34 (WIP) Boundary Problems - Evaluating Solutions on Multiple Metrics

So far, we have just been evaluating our solutions on a single critiera - the average absolute difference in demand across the region.

However, we will often want to evaluate our solutions on multiple metrics.

In addition, some of these may be more important to us than others, so we may want a way to weight the resulting values when considering the overall score of a solution.

First, we’ll explore building some additional metrics into our current example, and then we will move on to building functions that allow us to evaluate a solution flexibly based on some or all of these metrics.

34.1 Defining a score function

Let’s start building ourselves an adaptable function that we can build on to gradually add more objectives to.

Note

This approach is inspired by the work undertaken here by Mike Allen, Kerry Pearn, Emma Villeneuve, Thomas Monks, Ken Stein and Martin James

Tip

Note that here we’ve defined some scores that are specifically applicable to the problem we are targeting. However, the function could be adapted to use as many or as few of these, or as many other scoring criteria, as you wish. Take a look at the example linked above to see how you could bring some other criteria in, such as travel times.

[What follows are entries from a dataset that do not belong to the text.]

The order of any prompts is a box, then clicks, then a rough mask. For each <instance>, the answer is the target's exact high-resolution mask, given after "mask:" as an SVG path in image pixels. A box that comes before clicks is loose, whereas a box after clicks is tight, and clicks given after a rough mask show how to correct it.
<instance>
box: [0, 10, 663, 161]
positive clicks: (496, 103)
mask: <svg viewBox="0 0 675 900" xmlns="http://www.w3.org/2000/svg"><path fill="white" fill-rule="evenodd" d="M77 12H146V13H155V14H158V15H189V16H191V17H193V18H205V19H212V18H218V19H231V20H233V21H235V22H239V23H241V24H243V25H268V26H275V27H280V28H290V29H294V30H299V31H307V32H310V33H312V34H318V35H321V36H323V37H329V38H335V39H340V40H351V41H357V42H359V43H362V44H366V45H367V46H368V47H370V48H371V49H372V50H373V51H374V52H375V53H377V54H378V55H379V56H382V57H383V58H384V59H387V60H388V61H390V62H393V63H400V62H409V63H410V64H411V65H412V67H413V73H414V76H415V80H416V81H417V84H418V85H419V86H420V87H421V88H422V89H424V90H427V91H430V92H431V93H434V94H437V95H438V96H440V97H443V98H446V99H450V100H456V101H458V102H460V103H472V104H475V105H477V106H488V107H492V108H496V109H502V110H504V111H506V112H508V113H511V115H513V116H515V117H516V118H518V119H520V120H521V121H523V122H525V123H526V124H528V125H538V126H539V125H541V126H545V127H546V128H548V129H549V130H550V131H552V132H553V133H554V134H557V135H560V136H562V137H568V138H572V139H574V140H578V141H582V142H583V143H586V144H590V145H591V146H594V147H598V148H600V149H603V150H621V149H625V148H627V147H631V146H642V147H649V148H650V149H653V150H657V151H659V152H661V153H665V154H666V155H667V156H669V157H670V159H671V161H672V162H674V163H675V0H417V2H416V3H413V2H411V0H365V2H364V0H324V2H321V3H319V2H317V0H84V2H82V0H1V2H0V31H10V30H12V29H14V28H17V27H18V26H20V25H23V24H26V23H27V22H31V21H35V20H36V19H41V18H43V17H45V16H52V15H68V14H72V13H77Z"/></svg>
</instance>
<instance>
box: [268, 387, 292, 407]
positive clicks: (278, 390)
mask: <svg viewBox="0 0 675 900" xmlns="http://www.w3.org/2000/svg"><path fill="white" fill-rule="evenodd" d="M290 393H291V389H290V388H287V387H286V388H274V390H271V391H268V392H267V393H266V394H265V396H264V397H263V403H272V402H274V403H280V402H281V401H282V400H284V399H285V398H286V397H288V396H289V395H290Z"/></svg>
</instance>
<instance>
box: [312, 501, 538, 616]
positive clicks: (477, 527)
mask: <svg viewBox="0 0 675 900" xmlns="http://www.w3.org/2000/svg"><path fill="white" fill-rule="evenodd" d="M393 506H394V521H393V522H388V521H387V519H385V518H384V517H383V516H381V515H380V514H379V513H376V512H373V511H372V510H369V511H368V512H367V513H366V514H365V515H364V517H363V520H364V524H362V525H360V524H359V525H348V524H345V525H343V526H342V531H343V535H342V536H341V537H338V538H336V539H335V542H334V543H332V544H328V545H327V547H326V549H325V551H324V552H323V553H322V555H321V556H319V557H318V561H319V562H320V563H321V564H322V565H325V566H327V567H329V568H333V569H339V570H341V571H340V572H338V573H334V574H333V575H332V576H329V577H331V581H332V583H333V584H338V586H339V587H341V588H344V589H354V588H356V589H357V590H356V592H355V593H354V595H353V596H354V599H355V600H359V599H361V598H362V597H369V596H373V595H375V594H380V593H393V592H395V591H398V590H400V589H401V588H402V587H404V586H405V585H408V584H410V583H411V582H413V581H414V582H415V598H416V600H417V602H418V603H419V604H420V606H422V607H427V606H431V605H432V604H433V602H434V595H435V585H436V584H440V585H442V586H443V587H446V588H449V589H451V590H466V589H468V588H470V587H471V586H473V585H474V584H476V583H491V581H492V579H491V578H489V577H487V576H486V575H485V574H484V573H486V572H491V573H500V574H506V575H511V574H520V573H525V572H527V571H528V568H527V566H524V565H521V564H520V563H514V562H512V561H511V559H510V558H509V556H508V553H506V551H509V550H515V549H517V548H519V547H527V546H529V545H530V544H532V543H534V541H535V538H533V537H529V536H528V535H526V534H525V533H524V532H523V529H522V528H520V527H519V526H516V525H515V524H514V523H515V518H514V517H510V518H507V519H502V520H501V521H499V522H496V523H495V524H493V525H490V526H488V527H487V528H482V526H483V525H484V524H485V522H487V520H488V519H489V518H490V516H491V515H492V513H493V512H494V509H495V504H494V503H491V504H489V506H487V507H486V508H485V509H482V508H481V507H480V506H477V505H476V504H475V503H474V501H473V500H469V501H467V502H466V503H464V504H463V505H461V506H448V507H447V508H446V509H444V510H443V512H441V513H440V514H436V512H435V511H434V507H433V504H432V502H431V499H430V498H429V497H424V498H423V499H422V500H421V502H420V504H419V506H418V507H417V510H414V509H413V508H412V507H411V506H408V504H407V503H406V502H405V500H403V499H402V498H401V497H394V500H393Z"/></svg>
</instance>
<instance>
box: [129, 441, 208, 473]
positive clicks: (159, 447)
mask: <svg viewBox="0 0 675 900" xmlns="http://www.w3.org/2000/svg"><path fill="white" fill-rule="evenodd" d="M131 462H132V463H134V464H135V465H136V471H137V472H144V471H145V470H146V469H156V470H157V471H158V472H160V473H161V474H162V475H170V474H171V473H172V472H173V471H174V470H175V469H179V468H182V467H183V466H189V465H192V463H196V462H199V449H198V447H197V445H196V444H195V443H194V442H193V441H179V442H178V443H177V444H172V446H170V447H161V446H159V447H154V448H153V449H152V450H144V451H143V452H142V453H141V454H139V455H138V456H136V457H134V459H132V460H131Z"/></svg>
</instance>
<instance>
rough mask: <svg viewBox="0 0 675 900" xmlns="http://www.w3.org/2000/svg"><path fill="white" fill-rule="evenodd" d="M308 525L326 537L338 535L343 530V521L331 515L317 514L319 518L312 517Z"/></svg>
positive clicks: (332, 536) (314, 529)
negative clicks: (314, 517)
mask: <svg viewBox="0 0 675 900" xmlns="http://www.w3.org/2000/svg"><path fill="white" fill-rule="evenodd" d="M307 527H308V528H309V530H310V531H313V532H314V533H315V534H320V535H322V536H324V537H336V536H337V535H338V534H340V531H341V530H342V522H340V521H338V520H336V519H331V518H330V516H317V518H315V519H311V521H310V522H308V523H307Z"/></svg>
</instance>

34.1.1 Determining whether a solution is better or worse than another solution.

It’s also worth mentioning at this point the criteria that we will be using for determining whether a solution is ‘better’ than another as we progressively test multiple solutions.

This is a bit more complex to define than with a single-objective problem, where we could simply define whether a higher or lower score was better in the given context.

Instead, here we will use the idea of ‘dominance’.

Let’s visualise our scores as a list of numbers, with each number representing the. In this example, we’ll assume a higher score is always better.

Solution 1: [1 6 8]

Solution 2: [2 6 9]

Note

The technical definition of dominance in this context is

“A vector a of the objective space dominates another vector b if all criteria of a are better or equal to criteria of b and a≠b”¹

This simply means that

the outputs are not identical
every score has to be better than or at least equal to the solution we are comparing against

A solution is non-dominated if - the score for one criteria is better than at least one score in another solution - all remaining scores are at least equal to the other scores

After evaluating multiple solutions, you will end up with a series of non-dominated solutions that form the Pareto Front.

So in this case, solution 2 would be better than solution 1 as it is no worse than solution 1 in any respect, and better in some respects.

34.1.2 Trade-offs

It’s also worth considering that when we start to look at solutions to multi-objective problems, we will generally be unable to find a single ‘best’ solution that performs optimally across every single objective.

There will usually be some level of trade-off to be had, with some solutions performing better in one aspect than in others. Generating, evaluating and capturing a wide range of solutions and their scores can help us to start understanding - and visualising - what this trade-off looks like.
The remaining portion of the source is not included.